Before we proceed to do further analysis on the uprising trends and topics, we create another field that combines the three columns "title", "abstract" and "authors_str". We will then be mainly using this field for further analysis.

Further pre-processing

Using regex to restructure/clean certain text

In [15]:
papers['abstract'] = papers.abstract.str.replace(r'\\\w+{(.*?)}', r'\1')
papers['abstract'] = papers.abstract.str.replace(r'{(.*?)}', r'\1')  # Removes surrouding { or }
papers['abstract'] = papers.abstract.str.replace(r'\\\w+\b', r'')  # Removes: \\it, \\defeq, etc

Combining columns "title", "abstract", and "authors_str" to form the new column "text"

In [16]:
papers['text'] = papers['title'] + ' ' + papers['abstract'] + ' ' + papers['authors_str']
In [17]:
papers['text'][0]
Out[17]:
'PD-Sparse : A Primal and Dual Sparse Approach to Extreme Multiclass and Multilabel Classification We consider Multiclass and Multilabel classification with extremely large number of classes, of which only few are labeled to each instance.

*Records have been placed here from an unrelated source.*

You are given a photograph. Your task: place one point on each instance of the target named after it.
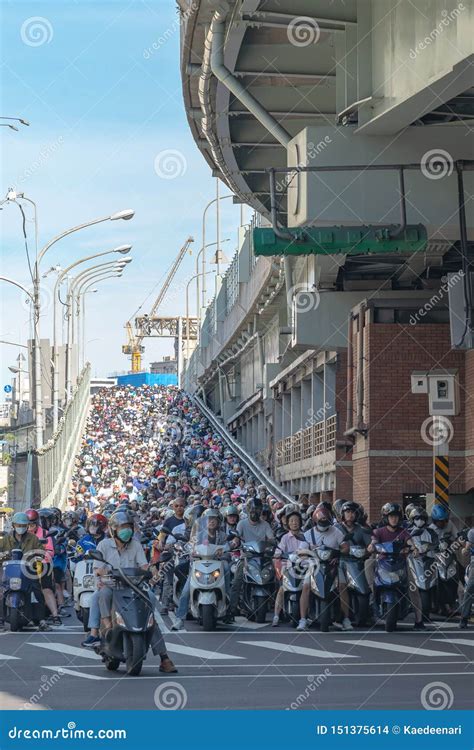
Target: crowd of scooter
(163, 517)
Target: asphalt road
(246, 666)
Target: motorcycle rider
(46, 576)
(250, 529)
(322, 534)
(176, 519)
(96, 526)
(354, 534)
(393, 530)
(290, 542)
(122, 550)
(468, 597)
(418, 528)
(20, 538)
(208, 532)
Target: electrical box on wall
(443, 393)
(419, 382)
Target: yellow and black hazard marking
(441, 479)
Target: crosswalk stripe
(399, 648)
(74, 673)
(242, 622)
(461, 641)
(63, 648)
(199, 652)
(290, 649)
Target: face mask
(125, 535)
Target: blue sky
(104, 104)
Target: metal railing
(315, 440)
(262, 476)
(54, 461)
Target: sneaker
(91, 641)
(167, 666)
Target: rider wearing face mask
(19, 538)
(122, 550)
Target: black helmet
(254, 508)
(120, 518)
(337, 508)
(349, 505)
(393, 509)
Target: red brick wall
(395, 416)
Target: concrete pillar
(295, 409)
(286, 415)
(306, 404)
(277, 420)
(330, 389)
(318, 396)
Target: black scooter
(130, 636)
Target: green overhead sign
(358, 240)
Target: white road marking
(178, 678)
(461, 641)
(398, 648)
(74, 673)
(290, 649)
(199, 652)
(62, 648)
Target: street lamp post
(84, 288)
(203, 244)
(39, 422)
(122, 249)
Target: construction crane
(134, 347)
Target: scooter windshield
(207, 533)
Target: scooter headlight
(324, 554)
(119, 620)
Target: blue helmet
(439, 513)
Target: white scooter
(207, 600)
(84, 585)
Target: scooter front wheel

In such setting, standard methods that have training, prediction cost linear to the number of classes become intractable. State-of-the-art methods thus aim to reduce the complexity by exploiting correlation between labels under assumption that the similarity between labels can be captured by structures such as low-rank matrix or balanced tree. However, as the diversity of labels increases in the feature space, structural assumption can be easily violated, which leads to degrade in the testing performance. In this work, we show that a margin-maximizing loss with l1 penalty, in case of Extreme Classification, yields extremely sparse solution both in primal and in dual without sacrificing the expressive power of predictor. We thus propose a Fully-Corrective Block-Coordinate Frank-Wolfe (FC-BCFW) algorithm that exploits both primal and dual sparsity to achieve a complexity sublinear to the number of primal and dual variables. A bi-stochastic search method is proposed to further improve the efficiency. In our experiments on both Multiclass and Multilabel problems, the proposed method achieves significant higher accuracy than existing approaches of Extreme Classification with very competitive training and prediction time. Ian En-Hsu Yen, Inderjit Dhillon, Kai Zhong, Pradeep Ravikumar, Xiangru Huang'
In [18]:
papers.shape
Out[18]:
(2284, 6)

Start of Analysis

We will be looking at using several unsupervised methods like the TF-IDF vectorizer, PCA with t-SNE and clustering to mine insights. Visualizations will also be provided to better explore the current trends in machine learning research.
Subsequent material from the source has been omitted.